Une comparaison avec les interprétations traditionnelles de ces œuvres fournit une première impression de l’art de l’interprétation de Tabea Zimmermann. Cette altiste comprend, par exemple, l’indication « tranquille » du 1er mouvement de la Sonate duo op. 11 n°4, comme une instruction d’expression et le joue, merveilleusement assistée par Thomas Hoppe, avec des timbres harmonieux et détendus ; ceux-ci créent un tempo bien adapté qui permet à ces sons de se développer entièrement. Et, comme l’on pouvait si attendre, elle articule la directive « exécuter avec une lourdeur bizarre » - que Hindemith a placée en tête de la sixième variation fuguée du mouvement final de cette sonate - bien plus par un jeu différencié de la chromatique que par un jeu saccadé et rythmé. Cette interprétation procure un effet inattendu et bizarrement lourd aux mesures 146 à 151 de la composition. En revanche, les traits qu’elle imprime au premier mouvement de la Sonate solo op. 11 n°5 produisent un effet d’improvisation libre comme s’il ne trouvait pas de suite contraignante ; une impression compensée – en un certain sens de manière complémentaire - par la forme bien régulière et, pour ainsi dire, « architecturale » de la passacaille du mouvement final qui est travaillée selon le même thème que celui du premier mouvement.
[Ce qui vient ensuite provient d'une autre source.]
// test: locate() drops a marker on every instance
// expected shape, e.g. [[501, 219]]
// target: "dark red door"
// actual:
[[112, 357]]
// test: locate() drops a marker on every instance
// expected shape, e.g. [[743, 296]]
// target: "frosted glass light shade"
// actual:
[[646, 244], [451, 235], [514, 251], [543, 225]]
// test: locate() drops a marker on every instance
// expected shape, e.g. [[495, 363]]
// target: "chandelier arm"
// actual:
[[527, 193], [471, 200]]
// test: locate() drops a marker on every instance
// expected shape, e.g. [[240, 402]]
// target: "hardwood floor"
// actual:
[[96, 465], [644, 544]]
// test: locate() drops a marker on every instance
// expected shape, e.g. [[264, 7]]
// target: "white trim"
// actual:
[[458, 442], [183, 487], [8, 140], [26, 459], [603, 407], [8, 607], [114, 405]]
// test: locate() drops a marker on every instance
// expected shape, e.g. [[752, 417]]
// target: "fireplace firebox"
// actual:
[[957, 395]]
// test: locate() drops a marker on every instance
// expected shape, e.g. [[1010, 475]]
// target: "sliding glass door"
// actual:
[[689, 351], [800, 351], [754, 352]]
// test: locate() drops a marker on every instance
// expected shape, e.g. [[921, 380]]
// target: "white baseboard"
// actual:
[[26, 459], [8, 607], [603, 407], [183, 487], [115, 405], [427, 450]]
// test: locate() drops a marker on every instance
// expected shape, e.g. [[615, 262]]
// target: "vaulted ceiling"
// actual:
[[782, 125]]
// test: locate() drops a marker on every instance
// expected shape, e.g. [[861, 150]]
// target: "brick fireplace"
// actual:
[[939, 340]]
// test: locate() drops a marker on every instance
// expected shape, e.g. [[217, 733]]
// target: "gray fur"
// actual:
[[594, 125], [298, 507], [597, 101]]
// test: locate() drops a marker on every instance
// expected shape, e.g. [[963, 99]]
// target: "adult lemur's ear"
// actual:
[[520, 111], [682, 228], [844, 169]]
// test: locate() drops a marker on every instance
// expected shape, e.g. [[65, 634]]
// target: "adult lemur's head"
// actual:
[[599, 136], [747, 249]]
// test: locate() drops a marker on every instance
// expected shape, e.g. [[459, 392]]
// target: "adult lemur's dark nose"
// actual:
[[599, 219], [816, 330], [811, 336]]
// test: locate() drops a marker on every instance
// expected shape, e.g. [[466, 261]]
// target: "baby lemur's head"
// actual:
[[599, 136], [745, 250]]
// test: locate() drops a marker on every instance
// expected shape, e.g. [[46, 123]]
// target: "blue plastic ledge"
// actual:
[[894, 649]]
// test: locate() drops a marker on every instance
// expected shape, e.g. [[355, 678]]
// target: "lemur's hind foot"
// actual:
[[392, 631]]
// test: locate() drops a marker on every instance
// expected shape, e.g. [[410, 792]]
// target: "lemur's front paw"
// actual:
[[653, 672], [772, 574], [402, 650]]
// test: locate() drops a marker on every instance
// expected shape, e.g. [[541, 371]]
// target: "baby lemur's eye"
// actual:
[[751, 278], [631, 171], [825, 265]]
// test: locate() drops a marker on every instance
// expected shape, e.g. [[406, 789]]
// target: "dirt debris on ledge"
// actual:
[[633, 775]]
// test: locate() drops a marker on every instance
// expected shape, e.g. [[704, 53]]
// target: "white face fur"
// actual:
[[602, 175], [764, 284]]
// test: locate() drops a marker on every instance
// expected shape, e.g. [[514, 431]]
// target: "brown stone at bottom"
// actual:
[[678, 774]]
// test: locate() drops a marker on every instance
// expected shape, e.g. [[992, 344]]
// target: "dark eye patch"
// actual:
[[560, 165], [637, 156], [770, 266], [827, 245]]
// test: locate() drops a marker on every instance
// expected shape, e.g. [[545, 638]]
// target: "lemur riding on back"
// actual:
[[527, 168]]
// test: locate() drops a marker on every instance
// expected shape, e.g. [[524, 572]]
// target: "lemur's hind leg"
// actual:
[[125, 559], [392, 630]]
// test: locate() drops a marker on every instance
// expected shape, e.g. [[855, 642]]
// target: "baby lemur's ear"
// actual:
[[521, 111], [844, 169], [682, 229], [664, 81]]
Tabea Zimmermann nuance le déroulement unitaire et rythmique du premier mouvement de la Sonate solo op. 31 n°4 – avec lequel Hindemith fait allusion au prélude de la Partita pour violon seul en mi majeur de Bach – sous une forme dynamique et articulée : d’une part, grâce à une « rythmique d’illusion » ainsi nommée par Ligeti, qui, en réduisant les suites accentuées, donne l’impression que la musique s’accélère ; d’autre part, grâce à une interprétation dynamique et extrêmement subtile, comme si, à la mesure 25 et suiv. ou 78 et suiv., la musique se dérobait continuellement, puis se rapprochait à nouveau. Cet ensemble contribue tout simplement à nous faire entendre des passages musicaux au caractère tout à fait inédit. Dans la partie médiane du final de la Sonate duo op. 25 n°4 – cette sonate, avec ses mouvements extérieurs, est considérée comme le paradigme d’une « objectivité » sordide et grossière – l’interprète trouve un ton qui donne à ce mouvement un caractère presque mystérieux. Par rapport au style plutôt sobre et concertant de la musique, il agit ainsi avec encore plus de profondeur. Les passages pizzicato du mouvement central de la Sonate solo de 1937 nous familiarisent avec une articulation des positions d’accords encore jamais entendus jusqu’à présent et dont l’importance musicale nous rappelle le célèbre pizzicato de Bartók qui consiste à faire claquer la corde sur la touche. Dans la reprise du premier mouvement de la grande Sonate duo de 1939, l’altiste, accompagnée de Thomas Hoppe, interprète subtilement l’importante variation musicale de la configuration rythmique et métrique des thèmes. Et pour finir, Tabea Zimmermann déclenche le célèbre quatrième mouvement de la Sonate solo op. 25 n°1, régulièrement recomposé par Schulhoff, Karl Amadeus Hartmann et même par Ligeti, et portant l’instruction notoire « Tempo effréné. Déchaîné. La beauté du son s’avère accessoire. » - non seulement avec une technique d’exécution artistique - mais lui octroie aussi une toute nouvelle forme de « beauté » musicale. Bref : cet ensemble constitue un acte d’interprétation pour Hindemith!